At first I thought he worked for the Birmingham Civil Rights Institute across the street from the park, but that didn't seem quite right. He wasn't a summer intern guide, either; I'm not sure who he was.
"You see that fountain?" Juan pointed toward a low, circular fountain divided into fourths by walkways with a circle embedded in the center. "Each section represents one of the four little girls killed at the 16th Street Baptist Church. The water spilling over the walls represents the eternal tears we shed for the young lives needlessly ended. Dr. King stood on the spot marked by the circle to speak to the thousands of people who filled this park in the spring of 1963.
"There were more bombings here than anywhere else in the country. That's why they used to call this 'Bombingham,'" Juan said. Then he told me the list of rules to which blacks were expected to adhere around whites.
When we got to the southeast corner of the park, Juan said, "Police Commissioner Bull Connor and his police were waiting for us with the dogs and fire hoses." One of the art pieces on the walk is of three bronze police dogs jumping from the walls. (Many of the statues in the park were created by El Paso artist James Drake.)
"You can see the church from here where the four little girls were killed," Juan said. From where we stood, the red brick church seemed to rest on the shoulder of a white limestone monument of three ministers kneeling in prayer. "Our leaders were all ministers because blacks weren't allowed in politics," he said. "Dr. King was arrested on this corner." Dr. Martin Luther King Jr. explained the civil rights movement to the world in his "Letter From the Birmingham Jail."
We walked toward two bronze water cannons aimed at a statue of two children ducking for cover. "The firemen would spray at a kid's knees to knock them down.

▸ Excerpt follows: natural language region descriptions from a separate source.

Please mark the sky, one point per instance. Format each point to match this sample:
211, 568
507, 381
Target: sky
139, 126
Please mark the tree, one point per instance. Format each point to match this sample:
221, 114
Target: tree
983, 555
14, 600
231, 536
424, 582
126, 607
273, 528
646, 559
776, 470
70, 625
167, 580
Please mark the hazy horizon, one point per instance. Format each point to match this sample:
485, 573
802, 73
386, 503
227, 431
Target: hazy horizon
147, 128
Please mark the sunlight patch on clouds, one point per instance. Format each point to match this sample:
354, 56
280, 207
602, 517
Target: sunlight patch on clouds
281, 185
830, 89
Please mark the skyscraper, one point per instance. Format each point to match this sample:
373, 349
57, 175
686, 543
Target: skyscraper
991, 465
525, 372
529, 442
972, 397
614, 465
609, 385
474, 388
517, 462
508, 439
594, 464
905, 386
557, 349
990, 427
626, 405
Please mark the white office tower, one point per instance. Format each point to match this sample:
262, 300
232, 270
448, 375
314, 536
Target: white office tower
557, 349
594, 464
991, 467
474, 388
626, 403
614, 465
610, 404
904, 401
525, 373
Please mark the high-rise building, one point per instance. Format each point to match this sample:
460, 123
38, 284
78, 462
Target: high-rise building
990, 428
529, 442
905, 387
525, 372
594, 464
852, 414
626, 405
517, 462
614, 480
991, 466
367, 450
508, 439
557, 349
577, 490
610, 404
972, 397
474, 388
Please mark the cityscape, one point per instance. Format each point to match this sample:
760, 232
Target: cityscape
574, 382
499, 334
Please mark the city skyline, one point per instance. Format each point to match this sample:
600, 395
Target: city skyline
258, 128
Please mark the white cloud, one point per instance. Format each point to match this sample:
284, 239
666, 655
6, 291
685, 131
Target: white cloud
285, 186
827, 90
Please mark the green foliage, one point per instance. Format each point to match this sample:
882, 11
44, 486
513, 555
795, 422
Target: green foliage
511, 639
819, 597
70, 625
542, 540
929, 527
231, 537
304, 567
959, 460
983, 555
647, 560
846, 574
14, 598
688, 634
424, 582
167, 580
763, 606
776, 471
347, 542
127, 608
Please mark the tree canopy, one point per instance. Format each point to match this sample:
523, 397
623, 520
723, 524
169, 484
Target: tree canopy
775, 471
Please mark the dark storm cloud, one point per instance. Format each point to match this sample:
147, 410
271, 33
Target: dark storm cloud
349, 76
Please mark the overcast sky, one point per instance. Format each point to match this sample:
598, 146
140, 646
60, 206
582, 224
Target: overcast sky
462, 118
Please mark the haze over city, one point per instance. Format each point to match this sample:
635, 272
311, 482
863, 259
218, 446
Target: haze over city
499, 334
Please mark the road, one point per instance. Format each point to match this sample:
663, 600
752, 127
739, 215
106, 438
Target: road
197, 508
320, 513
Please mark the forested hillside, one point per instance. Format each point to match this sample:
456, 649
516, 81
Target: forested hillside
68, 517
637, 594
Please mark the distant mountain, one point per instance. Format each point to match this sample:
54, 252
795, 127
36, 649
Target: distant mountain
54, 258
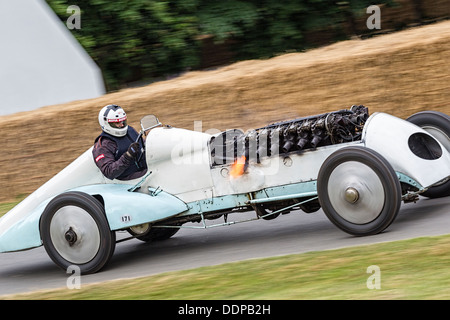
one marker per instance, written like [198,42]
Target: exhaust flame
[237,169]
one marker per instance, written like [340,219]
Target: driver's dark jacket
[110,156]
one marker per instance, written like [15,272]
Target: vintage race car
[357,168]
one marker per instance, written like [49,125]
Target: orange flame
[237,169]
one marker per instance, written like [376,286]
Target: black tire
[359,191]
[75,231]
[438,125]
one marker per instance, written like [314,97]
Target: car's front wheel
[75,231]
[359,191]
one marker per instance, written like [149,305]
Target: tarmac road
[296,232]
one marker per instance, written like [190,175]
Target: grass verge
[408,269]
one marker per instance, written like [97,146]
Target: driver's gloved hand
[133,150]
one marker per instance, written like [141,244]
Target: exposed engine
[285,137]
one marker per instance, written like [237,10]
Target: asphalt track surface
[295,232]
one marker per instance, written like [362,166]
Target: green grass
[409,269]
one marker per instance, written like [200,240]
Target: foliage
[134,40]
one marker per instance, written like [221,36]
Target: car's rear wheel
[438,125]
[359,191]
[75,231]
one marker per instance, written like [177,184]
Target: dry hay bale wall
[400,73]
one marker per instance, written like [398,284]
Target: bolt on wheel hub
[351,195]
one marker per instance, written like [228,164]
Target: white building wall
[41,63]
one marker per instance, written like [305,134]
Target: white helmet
[113,120]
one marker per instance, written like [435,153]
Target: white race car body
[184,183]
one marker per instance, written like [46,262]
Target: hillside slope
[400,73]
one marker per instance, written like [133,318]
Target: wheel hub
[351,195]
[70,236]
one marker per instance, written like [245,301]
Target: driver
[117,153]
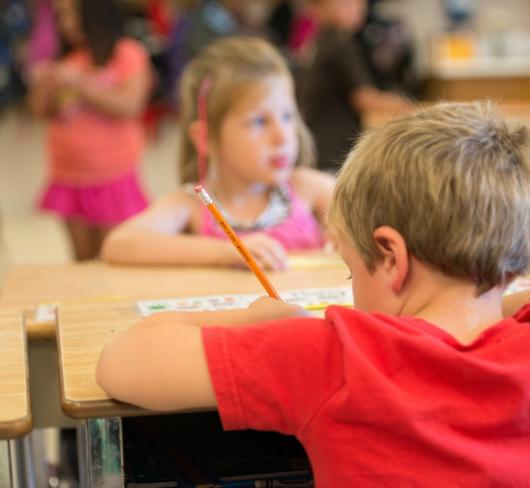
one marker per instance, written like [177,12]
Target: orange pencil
[236,241]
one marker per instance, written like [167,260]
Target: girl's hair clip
[202,113]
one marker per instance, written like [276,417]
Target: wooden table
[28,286]
[15,415]
[84,327]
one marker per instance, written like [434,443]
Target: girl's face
[69,21]
[258,140]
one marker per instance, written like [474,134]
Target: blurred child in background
[93,95]
[252,135]
[336,87]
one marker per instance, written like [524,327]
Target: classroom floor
[30,236]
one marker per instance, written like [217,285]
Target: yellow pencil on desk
[236,241]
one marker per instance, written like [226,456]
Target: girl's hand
[267,308]
[267,251]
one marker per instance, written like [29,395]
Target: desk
[15,415]
[83,329]
[25,287]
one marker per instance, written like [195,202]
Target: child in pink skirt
[93,96]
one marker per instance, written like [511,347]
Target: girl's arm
[160,364]
[512,303]
[123,101]
[42,90]
[157,236]
[316,188]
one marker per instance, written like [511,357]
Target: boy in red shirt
[427,381]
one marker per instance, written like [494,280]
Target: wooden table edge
[14,429]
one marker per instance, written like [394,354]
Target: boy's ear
[395,258]
[197,135]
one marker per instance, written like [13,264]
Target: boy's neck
[451,304]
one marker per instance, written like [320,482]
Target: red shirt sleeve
[273,376]
[523,314]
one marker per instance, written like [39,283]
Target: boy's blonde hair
[454,180]
[234,65]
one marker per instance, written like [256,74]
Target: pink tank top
[286,219]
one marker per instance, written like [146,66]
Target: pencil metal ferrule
[203,195]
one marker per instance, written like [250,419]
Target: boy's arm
[512,303]
[160,364]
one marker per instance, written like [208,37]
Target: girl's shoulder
[130,55]
[311,184]
[184,196]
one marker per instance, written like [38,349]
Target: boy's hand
[267,308]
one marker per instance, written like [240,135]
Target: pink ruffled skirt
[105,204]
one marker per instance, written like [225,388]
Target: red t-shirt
[383,401]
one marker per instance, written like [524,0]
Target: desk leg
[6,480]
[104,453]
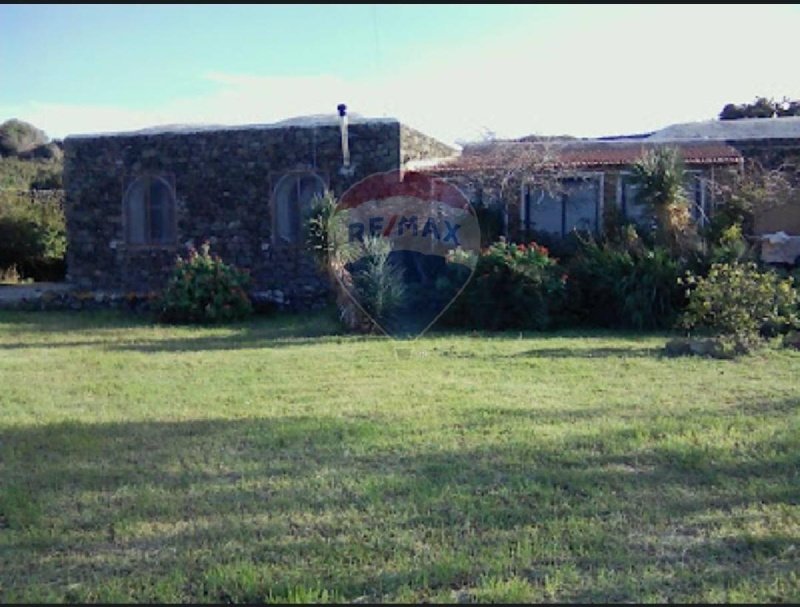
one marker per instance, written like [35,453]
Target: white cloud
[610,71]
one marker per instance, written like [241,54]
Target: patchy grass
[276,461]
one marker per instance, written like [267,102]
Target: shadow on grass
[279,330]
[283,329]
[605,352]
[344,505]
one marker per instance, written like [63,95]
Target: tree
[762,107]
[660,175]
[18,137]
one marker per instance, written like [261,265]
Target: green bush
[515,286]
[203,289]
[737,300]
[33,235]
[624,285]
[377,281]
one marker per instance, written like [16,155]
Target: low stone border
[64,297]
[75,299]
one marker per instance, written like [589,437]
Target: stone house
[545,190]
[135,200]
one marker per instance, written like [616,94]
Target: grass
[277,461]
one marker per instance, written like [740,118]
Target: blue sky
[453,71]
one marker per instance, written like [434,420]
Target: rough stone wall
[483,188]
[224,181]
[772,154]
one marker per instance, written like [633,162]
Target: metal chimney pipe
[343,127]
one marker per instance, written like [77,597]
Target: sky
[457,72]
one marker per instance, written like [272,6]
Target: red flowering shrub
[203,289]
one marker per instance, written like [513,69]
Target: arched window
[149,211]
[292,197]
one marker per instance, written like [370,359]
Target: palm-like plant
[660,175]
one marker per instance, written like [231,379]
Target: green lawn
[278,460]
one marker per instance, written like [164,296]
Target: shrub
[377,281]
[33,235]
[17,136]
[737,300]
[660,175]
[515,286]
[730,246]
[203,289]
[625,285]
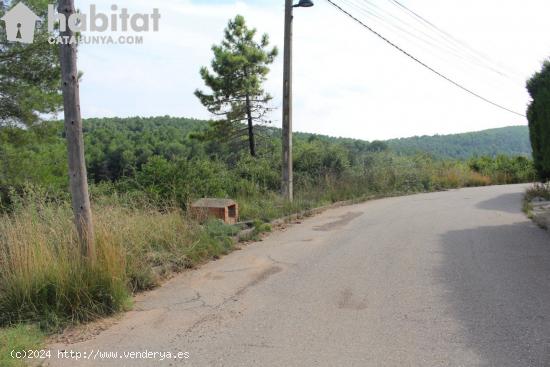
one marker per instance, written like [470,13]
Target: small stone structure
[224,209]
[541,212]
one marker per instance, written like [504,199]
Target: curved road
[457,278]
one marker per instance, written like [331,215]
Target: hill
[513,140]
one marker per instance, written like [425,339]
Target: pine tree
[538,115]
[239,68]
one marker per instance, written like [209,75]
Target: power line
[430,41]
[446,35]
[422,63]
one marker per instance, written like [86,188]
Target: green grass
[44,280]
[538,190]
[18,338]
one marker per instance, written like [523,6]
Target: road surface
[457,278]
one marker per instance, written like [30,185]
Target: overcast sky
[347,82]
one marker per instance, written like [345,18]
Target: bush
[44,279]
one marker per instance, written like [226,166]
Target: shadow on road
[509,203]
[497,283]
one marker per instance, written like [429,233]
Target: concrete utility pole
[287,105]
[287,181]
[75,140]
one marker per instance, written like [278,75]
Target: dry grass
[45,281]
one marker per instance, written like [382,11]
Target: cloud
[347,82]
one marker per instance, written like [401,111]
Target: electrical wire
[421,62]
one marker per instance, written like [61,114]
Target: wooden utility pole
[75,140]
[287,189]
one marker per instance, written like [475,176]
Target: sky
[346,81]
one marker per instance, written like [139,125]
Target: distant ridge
[512,140]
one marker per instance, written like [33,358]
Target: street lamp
[287,184]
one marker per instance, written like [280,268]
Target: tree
[538,115]
[240,67]
[30,75]
[78,177]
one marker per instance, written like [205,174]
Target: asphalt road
[457,278]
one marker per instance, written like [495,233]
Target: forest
[512,140]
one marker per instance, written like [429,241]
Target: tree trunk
[251,141]
[75,141]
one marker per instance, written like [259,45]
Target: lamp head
[304,4]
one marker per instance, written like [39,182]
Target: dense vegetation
[512,141]
[538,114]
[144,172]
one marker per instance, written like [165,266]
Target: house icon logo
[20,24]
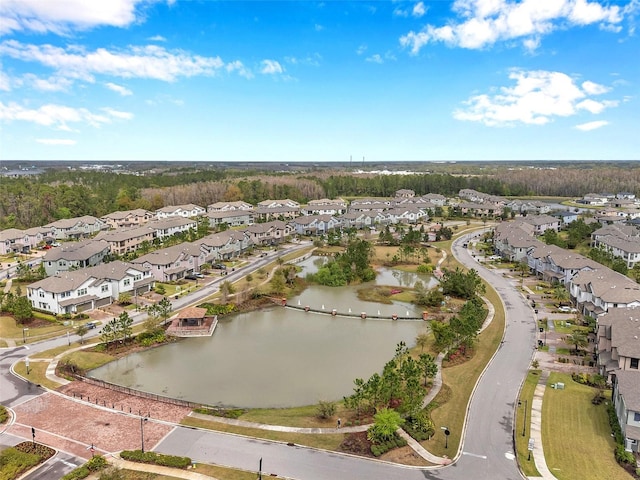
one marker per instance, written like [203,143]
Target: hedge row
[96,464]
[622,456]
[155,458]
[382,448]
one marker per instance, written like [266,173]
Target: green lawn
[87,360]
[37,373]
[562,326]
[9,329]
[528,467]
[294,417]
[576,435]
[459,382]
[329,441]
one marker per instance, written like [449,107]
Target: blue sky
[319,81]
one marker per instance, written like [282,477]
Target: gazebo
[192,317]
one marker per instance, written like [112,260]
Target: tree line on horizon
[34,201]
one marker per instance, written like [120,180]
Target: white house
[188,210]
[626,400]
[89,288]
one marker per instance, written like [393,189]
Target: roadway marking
[484,457]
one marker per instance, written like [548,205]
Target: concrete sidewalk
[535,429]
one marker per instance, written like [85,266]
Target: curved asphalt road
[488,443]
[488,452]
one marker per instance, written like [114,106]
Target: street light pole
[142,422]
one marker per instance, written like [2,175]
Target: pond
[275,357]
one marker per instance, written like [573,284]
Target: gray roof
[66,281]
[74,251]
[70,222]
[625,330]
[629,386]
[610,286]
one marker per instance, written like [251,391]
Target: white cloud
[594,106]
[485,22]
[594,88]
[56,116]
[5,82]
[419,10]
[586,127]
[271,67]
[51,84]
[61,16]
[117,113]
[124,91]
[536,98]
[399,12]
[56,141]
[150,61]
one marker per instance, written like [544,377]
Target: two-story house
[269,233]
[74,228]
[127,218]
[315,224]
[75,255]
[598,291]
[618,341]
[325,206]
[231,218]
[188,210]
[125,240]
[89,288]
[173,263]
[626,401]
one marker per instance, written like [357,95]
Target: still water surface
[275,357]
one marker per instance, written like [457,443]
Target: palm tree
[578,338]
[561,294]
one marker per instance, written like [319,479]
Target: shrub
[325,410]
[96,464]
[624,457]
[155,458]
[3,414]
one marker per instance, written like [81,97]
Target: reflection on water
[273,358]
[278,357]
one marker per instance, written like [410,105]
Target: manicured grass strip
[304,417]
[9,329]
[576,435]
[528,467]
[329,441]
[15,462]
[37,374]
[87,360]
[461,380]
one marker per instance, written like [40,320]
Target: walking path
[157,469]
[535,429]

Then they would wash them down the street like a ride at Water World, only this wasn't any fun," Juan said.
"Notice how the statue of Dr. King has a fresh paint job?" Juan asked as we walked past it going toward the twin towers of the 16th Street Baptist Church. "We still get vandals in the night who deface the statue," he said almost matter-of-factly.
"The first bomb went off at 10:22 outside of the rooms where Sunday school was about to begin. They targeted the children," Juan said as he pointed out the cracks in the church left by 10 sticks of dynamite.
It was an incredible 30-minute walk with a man with a gift for storytelling. At the corner of the church he turned to me and said: "You know there are lots of different kinds of homeless people out here on the street, right? I'm trying to get my life back together. Could you help me out?"
"Let me buy you supper," I said as I handed him bills from my wallet. Juan took the money and disappeared as quickly as he had appeared on the other side of the park. What happened in between was a tour of life in Birmingham 42 years ago. I'm not sure who he is, but the chamber of commerce should put him on the payroll.